I need to talk to Rhys. Immediately. Because if Benji’s being sweet on purpose, and not out of trauma or confusion or low blood sugar, then I am in over my head and possibly about to ruin everything.

Of course Office Bitch won’t give Rhys my message or forward me to his personal line. I ask for his cell. She gives me attitude.

“If it’s an emergency, go to the ER. If not, you have an appointment tomorrow.”

I hang up mid-eyeroll.

Yeah, okay, Susan-with-the-bland-personality. We all know why you’re gatekeeping the good doctor. You want to have Rhys’s ethically-bound babies and name them something like Valor or Aspen. Not happening. Your brows look like they were drawn on by someone actively being tased.

I need an outlet. A healthy one, like knitting. Or crime.

So I drive to Chad’s.

I park a block from his overpriced apartment.

No cameras. No witnesses. Just me, my rage, and a hot pink balaclava I bought on Etsy from someone named “GagMeSoftly.” It’s bedazzled.

There’s a rhinestone heart over one eyebrow.

I pull it on like war paint and step into the night with all the elegance of a raccoon who knows her rights.

The street is quiet. Blessed. I stalk across the pavement like I’m walking a Victoria’s Secret runway made of unresolved trauma and suppressed rage.

Chad’s car squats under a flickering streetlight like a smug little shrine to my cockblocked second orgasm. That unbirthed climax I’ll mourn forever.

I do a quick sweep, then drop my tote bag of bitchcraft and retribution, unzip it like a surgeon prepping for surgery, and draw the pink baseball bat with reverence.

“One side mirror for Jett,” I say, then swing.

Off it goes, clattering to the pavement like a decapitated limb.

The second mirror mocks me. I swing. It stays. I swing again. Nothing.

“Okay,” I huff, adjusting my stance. “That’s fair. I didn’t stretch.”

Plan B. I dent the driver’s side door. Twice. Three times. The last hit is more of a mental-health bonk, but it echoes with the kind of energy that gets restraining orders re-evaluated.

I breathe. Then get to the art.

Out comes the dollar store lipstick, radioactive orange. I strut to the windshield and scrawl across the glass in aggressive cursive:

FIND A NEW GYM.

The dot on the i? A glitter-covered gummy worm pressed dead center like a cursed exclamation mark.
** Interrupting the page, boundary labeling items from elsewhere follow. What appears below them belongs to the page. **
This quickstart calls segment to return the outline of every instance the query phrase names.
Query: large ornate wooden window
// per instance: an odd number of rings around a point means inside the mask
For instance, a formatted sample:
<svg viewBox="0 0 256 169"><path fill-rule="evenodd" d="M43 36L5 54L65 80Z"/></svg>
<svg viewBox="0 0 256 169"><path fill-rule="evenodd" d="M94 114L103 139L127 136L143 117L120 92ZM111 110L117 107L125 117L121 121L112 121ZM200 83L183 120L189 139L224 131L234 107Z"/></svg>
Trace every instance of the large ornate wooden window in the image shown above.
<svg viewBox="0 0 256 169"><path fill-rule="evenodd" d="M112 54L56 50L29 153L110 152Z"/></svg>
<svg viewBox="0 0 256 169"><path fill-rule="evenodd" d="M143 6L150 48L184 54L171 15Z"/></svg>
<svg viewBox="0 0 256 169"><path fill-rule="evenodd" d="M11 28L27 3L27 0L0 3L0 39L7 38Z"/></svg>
I tie the bat to the windshield wiper using silver ribbon from the craft aisle and hang the tag off it:

This was foreplay.

Try me again and you’ll be fucked.

Then I sign the tag with a kiss. Full gloss. No smudges. Perfect.

But I’m not done.

Because Chad fucked with my Jett moment. Chad interrupted divine biker-fingered justice. So now Chad gets the deluxe package.
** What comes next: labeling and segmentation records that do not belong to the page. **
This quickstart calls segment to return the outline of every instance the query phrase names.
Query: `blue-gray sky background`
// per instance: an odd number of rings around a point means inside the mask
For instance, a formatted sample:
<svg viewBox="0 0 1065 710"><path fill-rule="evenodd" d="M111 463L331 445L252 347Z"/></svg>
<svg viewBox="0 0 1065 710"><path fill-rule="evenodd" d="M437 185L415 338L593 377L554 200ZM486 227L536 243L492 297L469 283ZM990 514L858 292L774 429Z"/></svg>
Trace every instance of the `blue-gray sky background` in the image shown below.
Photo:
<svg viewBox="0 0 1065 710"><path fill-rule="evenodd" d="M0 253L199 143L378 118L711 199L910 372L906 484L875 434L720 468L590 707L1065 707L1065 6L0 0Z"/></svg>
I drop the rest of the gummy worms across the hood like some sour candy sacrifice to the gods of petty vengeance. Then I raise my palm and unleash glitter like a fabulous warlock casting a level-10 petty curse.

I glance at his license plate. It’s too smug.

So I draw a penis on it with the lipstick. A tasteful one. Curated. Veiny.

I pause. Crouch. Eye the tailpipe.

“He really did ruin my second round,” I whisper.

I shove three gummy worms up the tailpipe, pat the car goodbye and whisper, “Namaste, fuckstick.”

Then disappear into the night.

Pink balaclava. Glitter on my hands. Justice in my heart.